I just love it when in the middle of a book you stumble across a paragraph that makes you feel so..something, that you have to read it again. And again. And you never forget it.
At the moment we’re searching for our next family home, something that hopefully we won’t have to move from for a few years and in which these early years of BUB.1 and BUB.2 will continue to play out. We’re moving counties to be closer to my parents so that the BUBs and us can have more time with their grandparents and we get a bit more help and perhaps a trip to the pub. As a twosome.
When we bought this house less than two years ago it was a different story. We knew we had to be within striking distance of London, we wanted a nice city and a period property. We got it all. But I was pregnant with BUB.2 then and I didn’t realise how much more of a juggling act two children is or how much I would like to be closer to my family and them us. Or quite how bad my hair would look if I couldn’t make it to a hairdresser often enough.
This time around, it feels so much more daunting. I’m imagining my family growing up in this house. I feel pressure to get it right. I lie in bed in the early hours sweating about the enormity of the decision, which isn’t like me at all.
We could move to one of our dream locations but the house would be small and we’d probably want to move again pretty soon. As someone who has moved close to 30 times in my life, I’d rather not move again *too* soon. So maybe we can get a bigger house, but I won’t be able to walk out into a busy street with lots going on. I might be stuck in suburbia or a quiet village. Would that be so bad?
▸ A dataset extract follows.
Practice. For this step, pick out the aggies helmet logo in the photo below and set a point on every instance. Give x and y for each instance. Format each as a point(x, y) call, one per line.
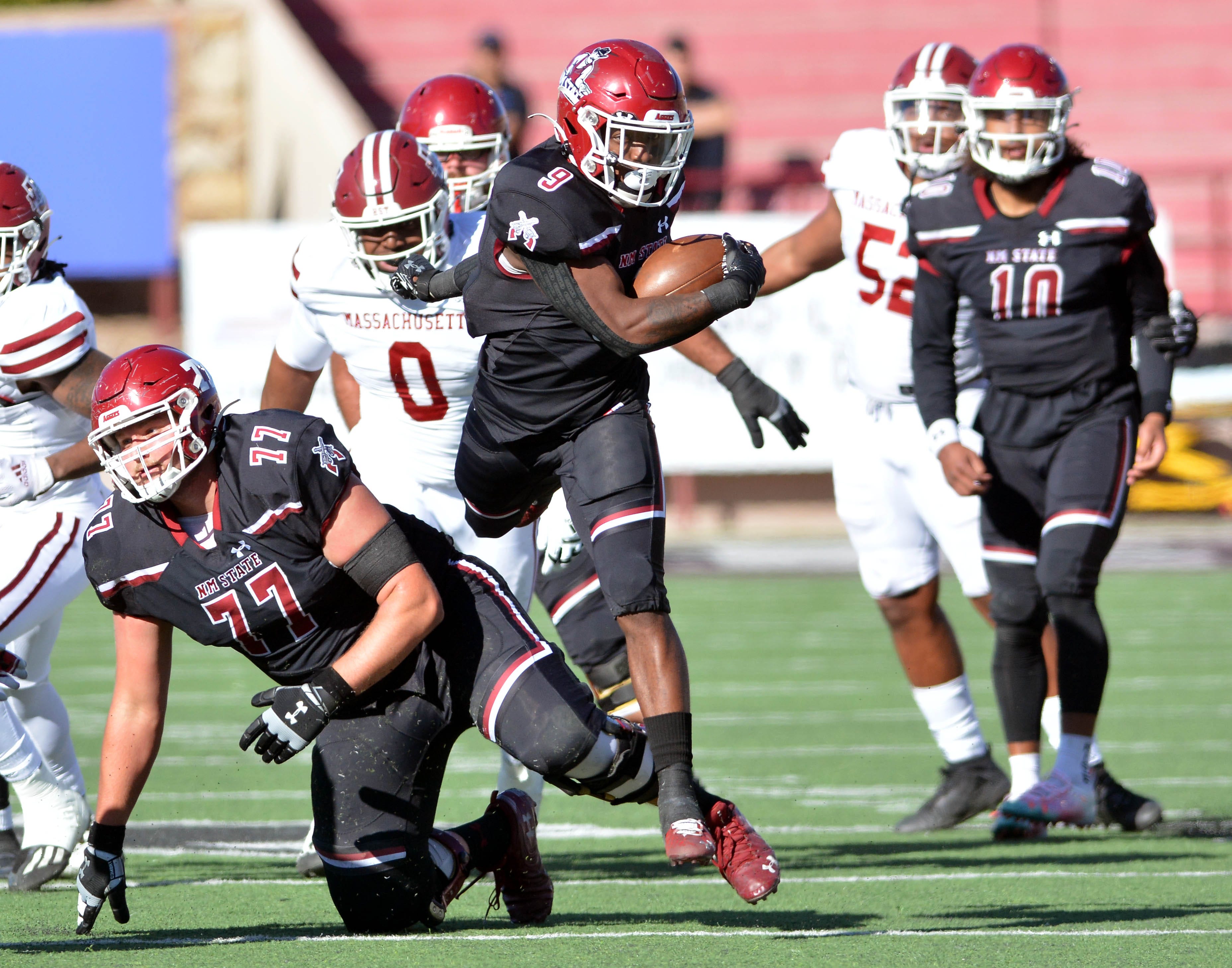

And of course, it’s bloody ridiculous. If this is our only worry, then of course we are very, very lucky. And that made me think, rather randomly, about a passage I loved in Michael Cunningham’s brilliant novel The Hours (as an aside, I’m a bit of a Virginia Woolf fan and Mrs Dalloway is my second favourite book of all time).
Here is that passage, in all its simplicity:
“It had seemed like the beginning of happiness, and Clarissa is still sometimes shocked, more than thirty years later to realize that it was happiness; that the entire experience lay in a kiss and a walk. The anticipation of dinner and a book. The dinner is by now forgotten; Lessing has been long overshadowed by other writers. What lives undimmed in Clarissa’s mind more than three decades later is a kiss at dusk on a patch of dead grass, and a walk around a pond as mosquitoes droned in the darkening air. There is still that singular perfection, and its perfect in part because it seemed, at the time, so clearly to promise more. Now she knows: That was the moment, right then. There has been no other.”
To me the notion that while we are planning and waiting for things to happen, things actually do happen, are happening, is just so beautifully expressed here. And like all good literature, it just makes me feel a lot better.
Houses are just backdrops to our life. They are not our life. Whether we drive or walk to school – we will be happy. Whether there are fields outside our window or roads the same as ours – we will be happy. Whether there’s a view from the kitchen, a beautiful bath, a corner shop or theatre nearby, a big driveway, an inviting hallway, big windows, painting to be done, an old kitchen, a funny smell – we will be happy.
We might be inconvenienced, annoyed, irritated, delighted, indifferent to or excited by a house. But it’s what happens inside those four walls – the laughs, the love, the life, the words spoken – that make a life. Life is the play, not the theatre. Although pick the wrong seats and your bum might hurt a bit.
But your review won’t include that, will it?
As John Lennon far more poetically put it: Before you cross the street. Take my hand. Life is what happens to you. While you’re busy making other plans. Beautiful, beautiful, beautiful. Beautiful boy.”